Поводом для него самого мог стать любой праздник, который, кроме того, что повод сам по себе, независимо от своего общественно-исторического содержания, с его восторженной атмосферой ожидания необычного, некоего чуда, был для Орликова напоминанием о его мечте-жар-птице, а вот прикоснуться к ней, снова попробовать за ней успеть, можно было – увы! – уже только со стаканом. Роковые «майские» за последние десять лет проскочить не удалось ни разу. «Майские» начинались в апреле грандиозной всесоюзной коллективной пьянкой на природе в честь Ленинского субботника. Ещё мётлы не взяли в руки, а от каждого коллектива двоих уже посылали в лесок «накрывать». От ленинской пьянки до общепролетарской всего неделя с небольшим, и правоверные алкоголики перерыва в праздновании не делали, а там уж, по ступенькам советских Печати и Радио уверенно, в смысле неуверенно, поднимались, в смысле опускались, к единственному по-настоящему святому дню 9 Мая, когда бы и нужно быть со всем народом… но Орликов к этому дню лежал одинокий в тёмном гараже и был не Победителем, а вообще наоборот. 11-го руководство за ним посылало и принимало меры к возвращению его из небытия, – однажды, без таких мер, он пролежал в гараже как Моисей, Илия и Христос сорок дней, пока не закончился спирт во второй канистре, и уже превратился в полоумного крысиного маугли. Меры, повторюсь, состояли в насильной эвакуации вонючей тени человека в ведомственную Средмашевскую поликлинику, что напротив кинотеатра «Победа» на Пролетарке, где его за отдельную плату мыли и на три дня помещали под капельницу, бывало, что «свои» медики отказывались, и тогда, только оформив в «трёшке» (Третья поликлиника Минздрава) документы, транзитом везли его в ЛТП в славный город Электросталь.
А в этот раз сплавляли Орла на свежий воздух в колхоз, в Луховицы – и со своих глаз долой, и, главное, от райкома спрятать, за две недели, глядишь, проветрится, а там уж и напомнить этому человеку, что он вовсе не материальная (пьяная) скотина, но высокий гражданин высокого небесного гражданства (Гоголь, «Выбранные Места…»), и по возвращении вручить ему – втихаря! – орденок, сохранив при этом своё лицо и, что главнее всех орденов – положение.

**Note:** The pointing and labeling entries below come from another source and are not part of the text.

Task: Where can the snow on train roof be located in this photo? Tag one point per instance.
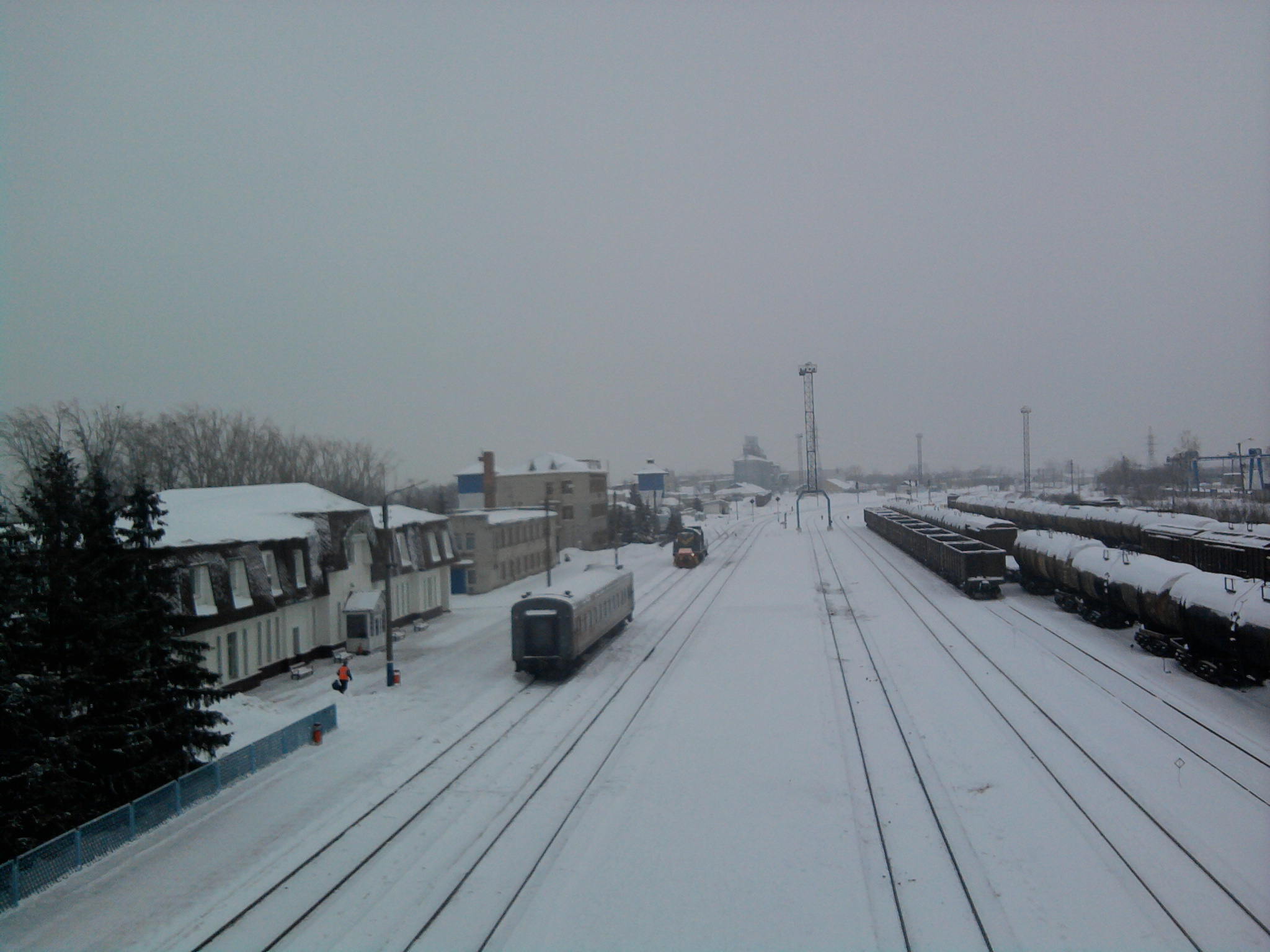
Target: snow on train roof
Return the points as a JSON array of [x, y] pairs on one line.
[[951, 518], [1055, 545], [213, 516], [1142, 571], [588, 583], [1245, 604], [1146, 573], [1150, 519]]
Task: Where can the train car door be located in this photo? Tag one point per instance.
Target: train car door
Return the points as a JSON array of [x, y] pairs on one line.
[[541, 632]]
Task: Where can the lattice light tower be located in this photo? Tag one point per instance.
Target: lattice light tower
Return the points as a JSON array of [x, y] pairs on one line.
[[813, 465], [810, 446], [1026, 413]]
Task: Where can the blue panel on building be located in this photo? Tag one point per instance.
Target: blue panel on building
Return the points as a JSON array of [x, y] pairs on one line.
[[652, 483]]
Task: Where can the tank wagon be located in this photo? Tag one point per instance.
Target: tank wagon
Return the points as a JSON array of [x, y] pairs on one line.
[[986, 528], [1217, 626], [690, 547], [1235, 549], [551, 630], [974, 566]]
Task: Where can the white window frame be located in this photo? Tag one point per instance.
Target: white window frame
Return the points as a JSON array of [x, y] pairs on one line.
[[271, 569], [201, 586], [241, 588]]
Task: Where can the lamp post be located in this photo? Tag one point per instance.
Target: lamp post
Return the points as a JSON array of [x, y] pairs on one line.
[[390, 547]]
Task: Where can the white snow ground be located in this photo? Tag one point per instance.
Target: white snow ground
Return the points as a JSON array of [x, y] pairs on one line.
[[808, 742]]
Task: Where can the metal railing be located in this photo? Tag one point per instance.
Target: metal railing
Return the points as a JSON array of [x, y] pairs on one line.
[[48, 862]]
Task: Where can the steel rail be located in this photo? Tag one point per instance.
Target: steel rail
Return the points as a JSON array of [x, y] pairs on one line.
[[1089, 757], [908, 751]]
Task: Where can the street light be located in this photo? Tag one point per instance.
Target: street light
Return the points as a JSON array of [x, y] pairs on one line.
[[390, 546]]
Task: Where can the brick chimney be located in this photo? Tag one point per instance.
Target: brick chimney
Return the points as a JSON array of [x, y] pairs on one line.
[[491, 487]]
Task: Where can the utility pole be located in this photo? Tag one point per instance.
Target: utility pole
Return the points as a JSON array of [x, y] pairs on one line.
[[1026, 413], [615, 530], [546, 530], [390, 677]]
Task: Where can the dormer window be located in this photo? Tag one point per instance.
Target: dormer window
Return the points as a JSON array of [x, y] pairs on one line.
[[238, 583], [201, 583], [271, 569]]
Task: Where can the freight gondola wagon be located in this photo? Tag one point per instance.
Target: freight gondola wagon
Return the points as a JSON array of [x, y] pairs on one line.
[[975, 568]]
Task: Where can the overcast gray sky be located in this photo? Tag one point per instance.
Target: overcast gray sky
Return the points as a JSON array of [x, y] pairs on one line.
[[616, 230]]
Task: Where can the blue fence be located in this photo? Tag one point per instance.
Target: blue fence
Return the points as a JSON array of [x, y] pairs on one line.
[[48, 862]]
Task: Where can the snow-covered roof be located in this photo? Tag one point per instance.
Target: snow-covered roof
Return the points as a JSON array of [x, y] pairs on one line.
[[202, 517], [553, 462], [477, 469], [499, 517], [402, 516], [741, 490]]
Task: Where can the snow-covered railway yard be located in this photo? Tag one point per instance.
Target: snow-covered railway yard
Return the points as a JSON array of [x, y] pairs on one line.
[[808, 742]]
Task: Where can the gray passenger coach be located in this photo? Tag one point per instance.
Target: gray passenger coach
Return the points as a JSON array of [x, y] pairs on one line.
[[551, 630]]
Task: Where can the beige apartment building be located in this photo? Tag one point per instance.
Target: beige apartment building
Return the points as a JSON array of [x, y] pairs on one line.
[[577, 490], [500, 546]]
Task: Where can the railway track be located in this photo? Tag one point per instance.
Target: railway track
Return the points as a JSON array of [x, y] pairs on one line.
[[1207, 912], [1250, 771], [388, 834], [940, 913]]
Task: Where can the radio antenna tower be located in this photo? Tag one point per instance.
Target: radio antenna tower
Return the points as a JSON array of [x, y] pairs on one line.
[[1026, 413], [813, 465], [813, 460]]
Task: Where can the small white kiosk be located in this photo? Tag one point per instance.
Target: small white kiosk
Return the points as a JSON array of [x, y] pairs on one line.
[[363, 621]]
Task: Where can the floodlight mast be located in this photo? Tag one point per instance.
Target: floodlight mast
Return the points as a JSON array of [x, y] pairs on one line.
[[812, 450]]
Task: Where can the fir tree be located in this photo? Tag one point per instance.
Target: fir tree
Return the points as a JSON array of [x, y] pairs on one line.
[[102, 699]]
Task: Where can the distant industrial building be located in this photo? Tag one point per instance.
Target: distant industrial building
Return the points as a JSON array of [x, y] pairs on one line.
[[753, 466], [577, 490]]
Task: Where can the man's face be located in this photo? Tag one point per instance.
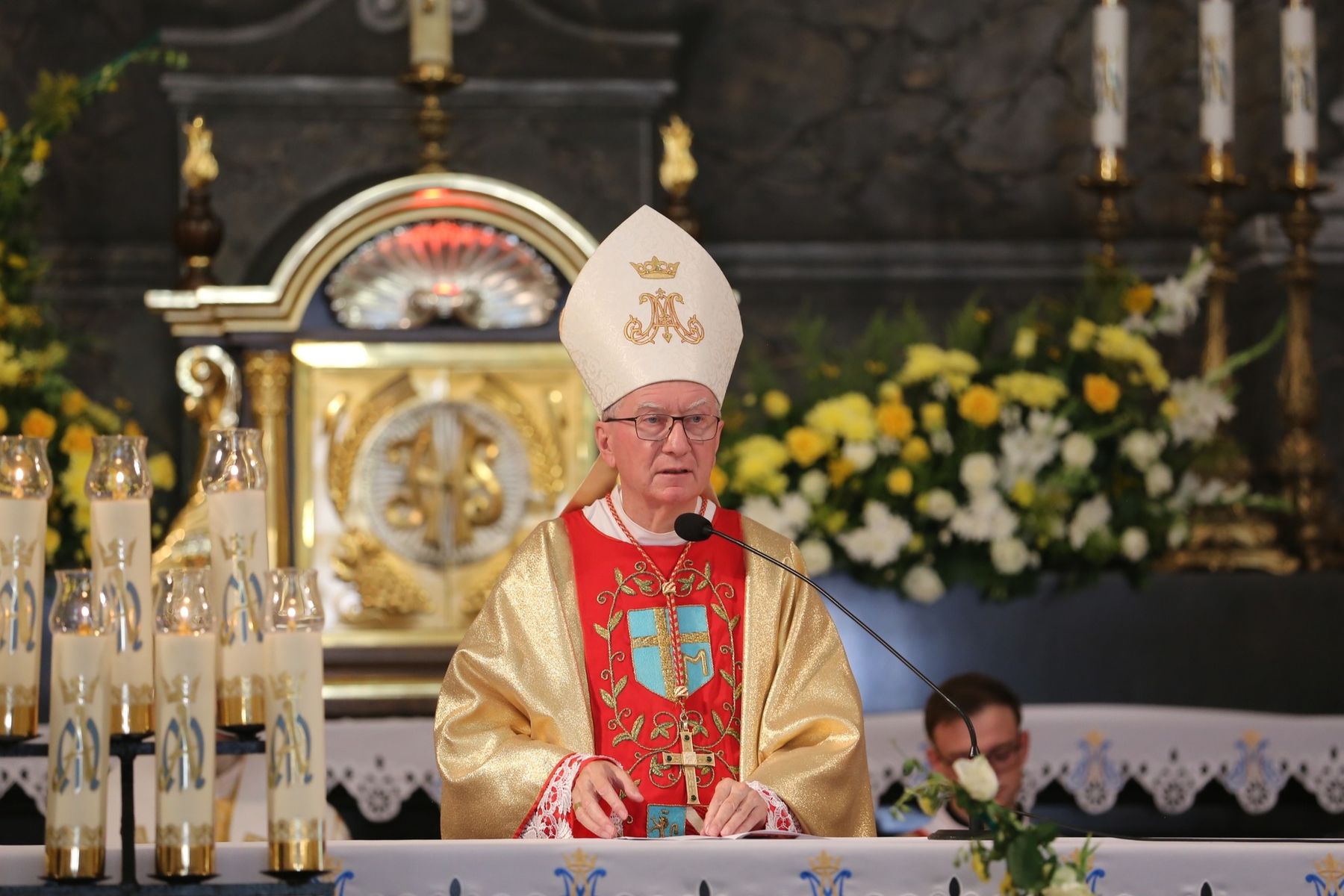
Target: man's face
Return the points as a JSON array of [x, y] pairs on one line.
[[1001, 741], [668, 472]]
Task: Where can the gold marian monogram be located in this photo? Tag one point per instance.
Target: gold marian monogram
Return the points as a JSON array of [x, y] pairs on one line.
[[663, 308]]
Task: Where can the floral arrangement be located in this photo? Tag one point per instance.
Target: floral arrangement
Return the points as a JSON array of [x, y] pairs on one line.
[[1061, 445], [1027, 850], [37, 396]]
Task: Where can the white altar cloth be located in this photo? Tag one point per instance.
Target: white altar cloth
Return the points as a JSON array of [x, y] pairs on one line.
[[895, 867]]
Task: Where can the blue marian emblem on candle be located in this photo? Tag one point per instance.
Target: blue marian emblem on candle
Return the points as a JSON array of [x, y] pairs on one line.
[[122, 597], [183, 750], [242, 591], [18, 600], [290, 744], [78, 751]]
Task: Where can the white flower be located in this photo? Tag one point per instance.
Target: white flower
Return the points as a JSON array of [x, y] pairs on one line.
[[1090, 516], [940, 504], [815, 484], [977, 777], [816, 555], [984, 519], [1199, 408], [1157, 481], [1133, 544], [922, 585], [979, 472], [1008, 555], [880, 538], [862, 454], [1142, 448], [1078, 450]]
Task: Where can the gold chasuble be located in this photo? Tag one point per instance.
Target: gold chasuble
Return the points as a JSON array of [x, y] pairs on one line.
[[570, 659]]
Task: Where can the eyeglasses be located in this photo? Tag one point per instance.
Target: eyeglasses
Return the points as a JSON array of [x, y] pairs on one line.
[[655, 428]]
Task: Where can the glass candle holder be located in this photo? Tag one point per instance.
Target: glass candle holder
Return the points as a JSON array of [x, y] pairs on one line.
[[234, 480], [77, 759], [296, 744], [119, 491], [25, 488], [184, 729]]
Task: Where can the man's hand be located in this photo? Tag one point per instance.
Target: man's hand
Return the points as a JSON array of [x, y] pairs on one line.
[[603, 782], [734, 809]]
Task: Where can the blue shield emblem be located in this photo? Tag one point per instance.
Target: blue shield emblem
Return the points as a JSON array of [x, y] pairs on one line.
[[651, 649]]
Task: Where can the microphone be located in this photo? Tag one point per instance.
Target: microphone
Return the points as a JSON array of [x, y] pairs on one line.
[[692, 527]]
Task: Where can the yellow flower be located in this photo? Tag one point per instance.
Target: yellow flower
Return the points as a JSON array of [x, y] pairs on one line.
[[38, 423], [1082, 335], [73, 403], [900, 481], [915, 450], [933, 417], [1033, 390], [839, 469], [1139, 299], [806, 445], [980, 406], [163, 473], [895, 420], [78, 438], [1101, 393], [1023, 494]]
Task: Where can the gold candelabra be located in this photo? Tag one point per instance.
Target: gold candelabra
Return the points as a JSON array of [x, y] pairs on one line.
[[1109, 181], [1225, 538], [432, 120], [1301, 462]]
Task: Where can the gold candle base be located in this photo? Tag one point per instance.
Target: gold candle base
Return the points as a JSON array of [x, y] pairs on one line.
[[184, 862], [75, 862]]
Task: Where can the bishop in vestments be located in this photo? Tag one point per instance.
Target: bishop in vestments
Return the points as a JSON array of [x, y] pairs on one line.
[[621, 682]]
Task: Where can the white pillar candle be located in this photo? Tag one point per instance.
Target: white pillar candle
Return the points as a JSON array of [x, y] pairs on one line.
[[296, 743], [184, 729], [1216, 73], [77, 758], [1110, 74], [1298, 65], [25, 488], [432, 33]]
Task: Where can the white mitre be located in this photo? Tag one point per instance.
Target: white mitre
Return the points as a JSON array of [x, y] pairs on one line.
[[648, 307]]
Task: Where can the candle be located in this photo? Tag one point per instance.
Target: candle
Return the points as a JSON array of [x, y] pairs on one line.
[[25, 488], [119, 491], [1110, 74], [1298, 62], [432, 33], [296, 744], [184, 729], [234, 479], [77, 756], [1216, 73]]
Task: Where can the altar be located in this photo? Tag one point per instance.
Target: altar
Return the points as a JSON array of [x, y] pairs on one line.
[[806, 867]]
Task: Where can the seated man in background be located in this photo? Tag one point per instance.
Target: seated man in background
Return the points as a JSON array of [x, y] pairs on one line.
[[996, 714]]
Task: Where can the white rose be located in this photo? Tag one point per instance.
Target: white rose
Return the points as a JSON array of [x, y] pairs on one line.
[[816, 555], [1159, 480], [815, 484], [1133, 543], [979, 472], [862, 454], [922, 585], [1078, 450], [1008, 555], [977, 777], [940, 504]]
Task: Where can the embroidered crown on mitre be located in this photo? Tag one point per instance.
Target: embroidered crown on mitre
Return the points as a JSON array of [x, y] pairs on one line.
[[650, 307]]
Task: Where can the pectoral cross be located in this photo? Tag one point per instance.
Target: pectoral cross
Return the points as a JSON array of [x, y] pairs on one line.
[[690, 761]]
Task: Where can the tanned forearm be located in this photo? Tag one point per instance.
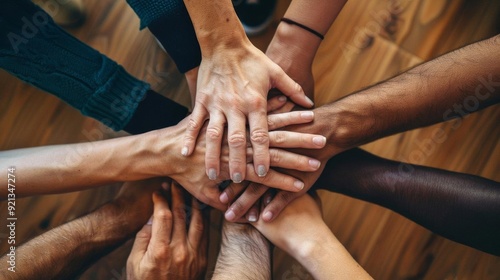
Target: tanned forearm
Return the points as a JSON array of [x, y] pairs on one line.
[[66, 251], [460, 207], [453, 85], [216, 24], [244, 254]]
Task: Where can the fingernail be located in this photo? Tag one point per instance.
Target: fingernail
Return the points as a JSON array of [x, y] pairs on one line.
[[308, 115], [184, 151], [261, 171], [314, 163], [319, 140], [212, 174], [224, 198], [267, 216], [237, 178], [299, 185], [268, 200], [252, 217], [230, 215], [309, 101]]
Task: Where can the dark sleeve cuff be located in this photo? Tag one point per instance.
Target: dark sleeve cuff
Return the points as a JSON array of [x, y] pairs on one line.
[[170, 23], [155, 112]]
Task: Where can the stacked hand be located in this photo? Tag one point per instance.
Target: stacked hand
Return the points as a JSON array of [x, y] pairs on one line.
[[164, 248]]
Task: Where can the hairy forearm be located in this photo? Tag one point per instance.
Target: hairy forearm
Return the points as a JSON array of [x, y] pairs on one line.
[[460, 207], [326, 258], [453, 85], [66, 251], [66, 168], [216, 24], [244, 254]]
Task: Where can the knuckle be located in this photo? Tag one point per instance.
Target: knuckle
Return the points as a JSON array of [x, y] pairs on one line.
[[231, 193], [164, 215], [198, 227], [179, 213], [239, 207], [260, 136], [180, 254], [202, 263], [255, 190], [237, 139], [214, 133], [160, 252], [259, 103], [142, 235], [271, 123], [275, 156], [279, 138], [193, 125]]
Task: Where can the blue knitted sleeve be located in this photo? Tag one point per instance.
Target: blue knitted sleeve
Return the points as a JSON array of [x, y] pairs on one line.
[[35, 49], [169, 21]]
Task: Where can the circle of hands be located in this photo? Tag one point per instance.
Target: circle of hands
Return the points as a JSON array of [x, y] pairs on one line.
[[258, 156]]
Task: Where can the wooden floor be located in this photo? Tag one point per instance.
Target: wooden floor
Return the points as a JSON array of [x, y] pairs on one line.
[[370, 41]]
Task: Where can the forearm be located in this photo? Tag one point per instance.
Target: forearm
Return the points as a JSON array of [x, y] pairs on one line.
[[293, 48], [460, 207], [216, 25], [66, 168], [66, 251], [453, 85], [244, 254], [325, 258]]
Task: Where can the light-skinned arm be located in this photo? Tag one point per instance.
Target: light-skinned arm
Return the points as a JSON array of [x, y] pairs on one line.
[[233, 81], [451, 86], [244, 254], [66, 251], [301, 232], [72, 167], [294, 48]]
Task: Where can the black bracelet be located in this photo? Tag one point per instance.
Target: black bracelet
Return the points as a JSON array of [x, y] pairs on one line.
[[289, 21]]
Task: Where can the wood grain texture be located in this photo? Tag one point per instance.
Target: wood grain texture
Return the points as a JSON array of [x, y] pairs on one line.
[[370, 41]]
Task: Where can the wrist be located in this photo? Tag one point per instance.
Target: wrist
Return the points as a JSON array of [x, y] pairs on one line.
[[162, 152], [346, 124], [293, 47]]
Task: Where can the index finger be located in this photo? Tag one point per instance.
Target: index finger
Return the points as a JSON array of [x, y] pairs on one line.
[[162, 222], [259, 137], [179, 212]]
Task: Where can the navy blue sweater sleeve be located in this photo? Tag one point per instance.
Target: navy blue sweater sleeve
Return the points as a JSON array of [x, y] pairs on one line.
[[35, 49], [169, 21]]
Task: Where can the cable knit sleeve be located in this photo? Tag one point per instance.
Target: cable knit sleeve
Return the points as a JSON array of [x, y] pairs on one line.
[[169, 21], [36, 50]]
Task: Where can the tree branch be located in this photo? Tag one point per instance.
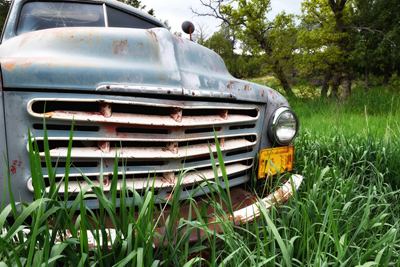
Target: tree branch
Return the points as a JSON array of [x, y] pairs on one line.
[[376, 31]]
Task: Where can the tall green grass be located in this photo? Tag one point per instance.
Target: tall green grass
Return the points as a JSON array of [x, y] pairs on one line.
[[346, 212]]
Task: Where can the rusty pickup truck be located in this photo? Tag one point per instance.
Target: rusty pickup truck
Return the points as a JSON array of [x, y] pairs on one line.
[[133, 89]]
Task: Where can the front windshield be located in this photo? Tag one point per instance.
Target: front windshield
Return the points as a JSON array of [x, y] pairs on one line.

То, что реальная жизнь давно уже обзавелась миражным дубликатом, ни Гаркова, ни Зотова не особенно и беспокоило – в дубликате им жилось куда как комфортнее. Реально бороться с пьянством, психовать, портить с полумиром отношения, не пить самим, постоянно получать нагоняи и при этом выращивать трезвых, умных, которые потом тебя же и съедят… или посылать в райком отчёты о том, чего нет и быть не может, и спокойно пожизненно сидеть, хоть и в протухающем болоте, но на самой высокой кочке. У жизни-дубликата установились свои законы и правила, у людей в этой жизни были свои миражные судьбы, и реального алкоголика очень даже запросто могли наградить реальным орденом за успешную борьбу с пьянством в миражно-дубликатном мире. Неприятным было то, что в некоторых точках эти две жизни пересекались, и тогда приходилось изворачиваться.
Вот так теперь.
Теперь Орликова в ЛТП было нельзя. И на работу в НИИП, на люди, было нельзя. Удачным, очень удачным оказался выход – в колхоз, формально, для райкома, старшим, чтобы лишний раз подтвердить разносторонность его руководящего таланта, а уж по возвращении, когда оклемается, и поощрить – кулуарно. Больше будет должен. Или… Или с председателей переизбрать, если не оклемается. Но лучше не переизбирать, потому что это целая история, опять всё бельё перетряхивать, силы уже нет, да ещё объясняться за трёхлетнее враньё и за несостоявшегося орденского кавалера, показываться перед партийным начальством такими бестолочами, дезавуирующими своей неспособностью жить в мираже и большой райкомовский мираж – им тоже ведь в дубликате проще. Так что, себе дороже. И потом, если Орёл полетит, он полетит насовсем, и тогда начальником РИУСа придётся ставить кого-то из этих молодых, хоть какие они молодые… пускать-таки жуков в их устаканенный муравейник. Нет, Орёл должен вернуться на своих крыльях.